There are gratifying signs that the financial authorities are, at last, waking up to the fact that this is a discredited industry. Last week the European commissioner for financial services, Michel Barnier, mooted new regulation for the agencies. And now the Securities and Exchange Commission in the US is reported to be considering action against Moody's.
The central problem with the credit ratings agencies is not the quality of their verdicts, lamentable though that has proved to be, but their quasi-official role in the global financial system. For decades, regulators have used their ratings to evaluate the safety of financial firms' balance sheets. Central banks have used agency verdicts to decide what collateral to accept from private banks. Insurance funds have rules specifying that they can only hold securities above a certain rating. This means that when the agencies get things wrong, the consequences are greatly amplified. When they are too lax, they can help to blow up a credit bubble. When they are too strict, they can set off damaging panics as investors rush to safety.

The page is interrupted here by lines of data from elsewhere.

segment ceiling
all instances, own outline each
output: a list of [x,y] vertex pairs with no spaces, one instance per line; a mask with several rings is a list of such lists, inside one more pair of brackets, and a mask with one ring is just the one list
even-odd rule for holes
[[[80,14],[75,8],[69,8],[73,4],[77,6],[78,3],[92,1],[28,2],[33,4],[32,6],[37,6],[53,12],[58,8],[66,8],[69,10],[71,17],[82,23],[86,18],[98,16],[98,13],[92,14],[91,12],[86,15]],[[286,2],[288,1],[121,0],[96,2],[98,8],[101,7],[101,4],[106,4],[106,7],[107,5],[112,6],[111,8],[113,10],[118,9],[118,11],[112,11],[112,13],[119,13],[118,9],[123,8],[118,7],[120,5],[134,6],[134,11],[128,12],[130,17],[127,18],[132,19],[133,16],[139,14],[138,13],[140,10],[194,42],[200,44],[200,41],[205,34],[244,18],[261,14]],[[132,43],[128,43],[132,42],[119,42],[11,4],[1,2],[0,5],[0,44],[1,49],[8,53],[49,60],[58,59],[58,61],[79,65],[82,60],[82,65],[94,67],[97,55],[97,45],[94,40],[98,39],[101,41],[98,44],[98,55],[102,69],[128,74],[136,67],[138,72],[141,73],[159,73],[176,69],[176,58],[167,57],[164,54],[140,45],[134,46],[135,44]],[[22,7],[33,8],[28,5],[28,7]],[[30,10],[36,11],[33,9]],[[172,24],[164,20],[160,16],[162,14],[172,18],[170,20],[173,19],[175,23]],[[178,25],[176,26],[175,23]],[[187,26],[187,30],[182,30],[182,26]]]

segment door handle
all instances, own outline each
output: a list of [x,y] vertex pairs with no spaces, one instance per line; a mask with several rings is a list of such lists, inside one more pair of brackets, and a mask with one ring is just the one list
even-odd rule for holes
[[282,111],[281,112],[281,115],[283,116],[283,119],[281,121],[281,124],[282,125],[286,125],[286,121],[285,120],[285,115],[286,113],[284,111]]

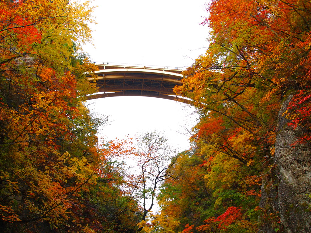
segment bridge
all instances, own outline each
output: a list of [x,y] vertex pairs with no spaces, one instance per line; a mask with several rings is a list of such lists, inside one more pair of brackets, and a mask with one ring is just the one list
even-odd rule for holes
[[[98,93],[89,99],[113,96],[137,96],[161,98],[189,104],[192,102],[176,96],[173,89],[181,85],[183,70],[95,64]],[[90,80],[94,80],[89,77]]]

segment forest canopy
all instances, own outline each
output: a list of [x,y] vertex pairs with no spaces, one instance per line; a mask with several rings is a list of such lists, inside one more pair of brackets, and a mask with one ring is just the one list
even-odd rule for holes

Various suggestions for reform have been made, including greater disclosure of the agencies' evaluation models, a requirement for investors (as opposed to securities issuers) to pay their fees, and opening up the sector to greater competition. But a better solution would be simply to remove these firms from their privileged position in the regulatory financial architecture. For too many in the financial markets, the rulings of agencies have become a substitute for independent thought. Investors and regulators need to get rid of this rotten crutch and stand on their own two feet.